Congress must still decide whether she broke Brazil's budget law, an impeachable offence.

Following are the steps of a presidential impeachment under Brazil's Constitution:

1) Any citizen can file an impeachment request to Congress. More than 20 have already been filed to impeach Rousseff. Most have been shelved as groundless, but seven are under study by the speaker of the lower house, Eduardo Cunha, a declared enemy of the president.

2) Cunha has the power to decide whether to accept one of the requests. A special committee made up of members of all parties analyses the request, which needs two-thirds support, or 342 of the votes in the lower house, for an impeachment trial to begin in the Senate. Cunha's own position has been shaken by corruption charges against him and he is under pressure to explain undeclared Swiss bank accounts that prosecutors have found in his name. Rousseff appears to have enough votes at present to block an impeachment vote.

3) If she lost the lower house vote, the president would be suspended pending the trial in the Senate, and her vice president Michel Temer would become acting president. The Senate would have 180 days to conduct a trial, chaired by the president of the Supreme Court.

4) In the Senate, two-thirds support, or 54 of the 81 senators, is needed to impeach the president.

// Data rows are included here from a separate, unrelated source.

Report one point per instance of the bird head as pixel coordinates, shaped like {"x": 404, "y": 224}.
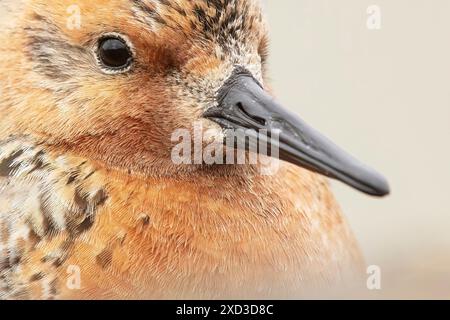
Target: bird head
{"x": 112, "y": 80}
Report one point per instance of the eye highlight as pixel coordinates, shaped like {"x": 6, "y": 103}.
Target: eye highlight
{"x": 114, "y": 54}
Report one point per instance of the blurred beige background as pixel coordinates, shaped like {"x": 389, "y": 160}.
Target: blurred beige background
{"x": 383, "y": 95}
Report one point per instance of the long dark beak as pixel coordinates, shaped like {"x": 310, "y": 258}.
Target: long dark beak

5) If Rousseff is impeached, Temer would serve as president for the remainder of the term. Temer, however, could also be ousted if an investigation currently underway by Brazil's top electoral authority finds that the Rousseff-Temer election campaign broke the law, including the use of kickback money from the Petrobras graft scandal. If Temer were also ousted, Cunha would take over temporarily and either a new election would be called within 90 days or Congress would pick the next president, depending on how much of Rousseff's term is left.